Kasberger, who injured her knee during soccer season, missed the entire basketball season, and is expected to miss at least most of this year's track season.

With the injury, she was afraid that schools would no longer be interested in her.

"I was really concerned that I wasn't going to be able to compete in college, but all of the coaches were nice and understanding about it," Kasberger said. "The first year I have to walk on, but I have an opportunity to get a scholarship next year."

Mckynzie Wells is also excited about the opportunity to continue her athletic career in college.

The all-league libero in volleyball will attend Mt. Hood Community College, in Gresham, where she plans on majoring in dental hygiene.

"They offered me what I want academically, and they offered me a great position on the team," Wells said. "I'm just really excited."

Wells added that the school is giving her an athletic scholarship worth a little more than half of the cost of school.

Caitlyn Elliott also will attend a community college.

The catcher signed to play softball at Treasure Valley Community College, in Ontario, where she will also major in dental hygiene.

"They offered me a great deal, and I loved the campus," Elliott said. "They offered me half of my tuition. I'm going to do all my prerequisites and then transfer to a four-year university."

Both Wells and Elliott said that they hope to continue their athletic career once they transfer to a four-year school.

Caleb Parrott has known what he wants to do for several years.

The 6-3, 285-pound, three-sport star has always wanted to play college football.

He signed his letter of intent to play football at Western Oregon University, which is located in Monmouth.

Like Humboldt State, Western Oregon competes in the NCAA II Great Northwest Athletic Conference.

Parrott plans on majoring in exercise science.

"I really felt comfortable there," Parrott said. "It's the same size as home, and I liked the guys and the coaches, so I decided to compete for them."

Parrott received half of his tuition in a football scholarship.

"I have an opportunity for it to go up as the years go by," he said. "I'm definitely excited."

The final two athletes to sign letters of intent both signed to compete in track and field at Eastern Oregon University.

The NAIA school, which is located in La Grande, competes in the Cascade Collegiate Conference.

Both athletes plan on pole vaulting at Eastern Oregon.

Noah Chaney, who holds the CCHS record in the pole vault, plans on majoring in computer science and math while at the school.

"It's a pretty cool school," he said. "They have my degree that I want, and they have a great track program."

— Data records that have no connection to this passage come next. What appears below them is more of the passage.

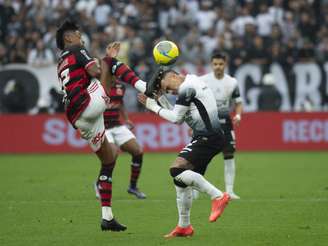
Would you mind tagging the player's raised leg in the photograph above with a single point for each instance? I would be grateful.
(184, 202)
(197, 181)
(104, 185)
(132, 147)
(230, 172)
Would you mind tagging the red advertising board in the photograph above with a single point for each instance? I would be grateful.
(257, 132)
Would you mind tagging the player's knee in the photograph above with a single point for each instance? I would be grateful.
(175, 171)
(137, 159)
(228, 155)
(179, 183)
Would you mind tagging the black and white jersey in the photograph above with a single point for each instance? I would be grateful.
(225, 91)
(196, 106)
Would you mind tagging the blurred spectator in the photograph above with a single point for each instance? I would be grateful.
(101, 14)
(40, 56)
(14, 97)
(269, 98)
(264, 21)
(3, 55)
(257, 53)
(255, 31)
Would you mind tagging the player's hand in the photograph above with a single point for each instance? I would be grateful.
(107, 102)
(236, 119)
(113, 49)
(142, 98)
(129, 124)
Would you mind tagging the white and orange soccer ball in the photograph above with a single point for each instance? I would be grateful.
(165, 52)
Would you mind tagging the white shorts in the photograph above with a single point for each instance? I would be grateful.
(91, 121)
(119, 135)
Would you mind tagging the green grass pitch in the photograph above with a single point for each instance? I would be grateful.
(49, 200)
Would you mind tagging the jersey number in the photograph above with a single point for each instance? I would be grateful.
(64, 76)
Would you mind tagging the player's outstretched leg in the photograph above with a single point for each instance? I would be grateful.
(229, 176)
(184, 202)
(112, 225)
(104, 185)
(197, 181)
(135, 173)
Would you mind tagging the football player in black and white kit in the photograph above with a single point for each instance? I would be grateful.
(196, 106)
(226, 92)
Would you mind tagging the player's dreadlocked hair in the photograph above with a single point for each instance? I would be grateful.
(218, 55)
(154, 84)
(67, 25)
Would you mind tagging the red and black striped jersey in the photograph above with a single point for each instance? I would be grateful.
(112, 115)
(74, 79)
(121, 71)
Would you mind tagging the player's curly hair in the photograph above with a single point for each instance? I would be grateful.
(219, 55)
(67, 25)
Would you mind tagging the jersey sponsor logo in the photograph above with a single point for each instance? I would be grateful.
(97, 138)
(83, 52)
(103, 178)
(119, 91)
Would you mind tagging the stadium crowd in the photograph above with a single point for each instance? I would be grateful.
(256, 31)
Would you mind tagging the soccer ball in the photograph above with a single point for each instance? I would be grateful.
(165, 53)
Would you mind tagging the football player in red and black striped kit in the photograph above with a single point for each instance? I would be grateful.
(85, 102)
(120, 135)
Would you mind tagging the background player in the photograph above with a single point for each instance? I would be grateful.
(120, 135)
(85, 103)
(227, 96)
(196, 106)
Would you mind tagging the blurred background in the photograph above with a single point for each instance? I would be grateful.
(277, 50)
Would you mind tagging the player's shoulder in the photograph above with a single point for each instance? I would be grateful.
(192, 81)
(230, 78)
(207, 77)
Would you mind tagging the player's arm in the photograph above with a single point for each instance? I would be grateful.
(176, 115)
(105, 76)
(238, 106)
(164, 101)
(124, 114)
(90, 64)
(123, 73)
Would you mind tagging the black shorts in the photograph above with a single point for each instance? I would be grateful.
(200, 151)
(229, 134)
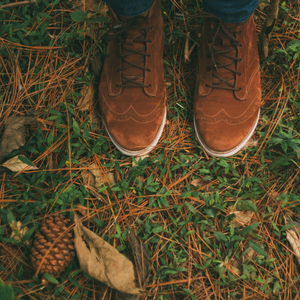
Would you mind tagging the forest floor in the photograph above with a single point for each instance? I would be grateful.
(215, 228)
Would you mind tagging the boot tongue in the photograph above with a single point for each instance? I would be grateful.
(132, 35)
(223, 43)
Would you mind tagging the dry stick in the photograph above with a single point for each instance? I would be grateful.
(267, 29)
(16, 4)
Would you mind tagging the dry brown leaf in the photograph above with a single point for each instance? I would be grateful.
(16, 165)
(242, 217)
(142, 262)
(14, 133)
(293, 238)
(137, 158)
(96, 63)
(98, 178)
(86, 101)
(198, 181)
(103, 262)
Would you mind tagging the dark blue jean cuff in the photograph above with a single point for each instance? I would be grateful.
(130, 8)
(231, 11)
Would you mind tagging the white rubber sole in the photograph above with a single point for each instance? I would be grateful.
(143, 151)
(230, 152)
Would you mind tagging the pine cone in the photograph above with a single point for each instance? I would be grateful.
(62, 252)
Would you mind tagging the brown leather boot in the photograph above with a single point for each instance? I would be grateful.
(132, 93)
(228, 91)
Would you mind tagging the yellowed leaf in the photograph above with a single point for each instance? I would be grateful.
(15, 165)
(294, 242)
(86, 101)
(242, 217)
(103, 262)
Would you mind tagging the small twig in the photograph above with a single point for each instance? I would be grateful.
(16, 4)
(267, 29)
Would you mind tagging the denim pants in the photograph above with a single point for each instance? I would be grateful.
(230, 11)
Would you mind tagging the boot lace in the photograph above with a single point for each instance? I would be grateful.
(230, 33)
(119, 32)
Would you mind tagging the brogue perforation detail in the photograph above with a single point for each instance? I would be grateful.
(228, 119)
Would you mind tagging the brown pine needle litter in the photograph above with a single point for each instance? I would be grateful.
(179, 201)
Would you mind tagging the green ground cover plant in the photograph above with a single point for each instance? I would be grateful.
(182, 203)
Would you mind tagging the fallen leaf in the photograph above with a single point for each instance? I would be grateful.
(236, 266)
(136, 159)
(86, 101)
(16, 165)
(94, 179)
(14, 133)
(198, 181)
(96, 63)
(292, 235)
(142, 262)
(103, 262)
(242, 217)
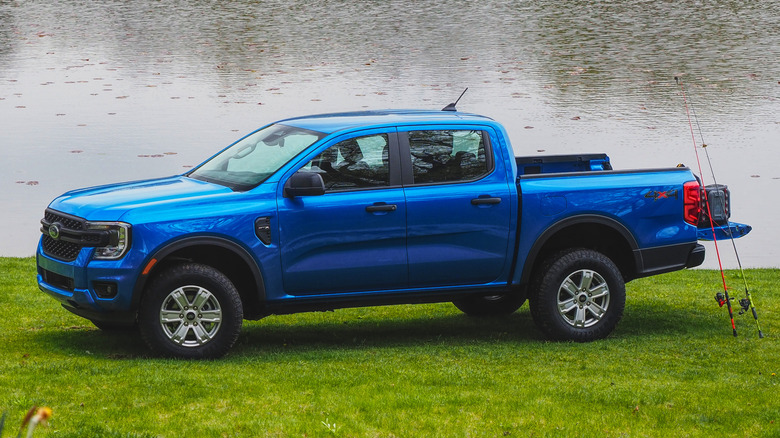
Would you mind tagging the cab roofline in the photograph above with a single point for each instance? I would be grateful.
(334, 122)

Chaney said that most of his schooling will be paid for by academic scholarships, while the track program will pick up the rest of his tuition costs.

"I feel like it's a really good opportunity," he said.

Like Chaney, Faith Wagner will also go to school on an academic scholarship.

Although she is not expected to receive any money for athletics this year, she said that the school has said that she may receive an athletic scholarship in the future.

Wagner, who is planning on studying business, is a currently a CCHS co-record holder in the pole vault.

"I really love the campus and the environment," she said. "Also, the team is amazing. I'm pumped for the opportunity."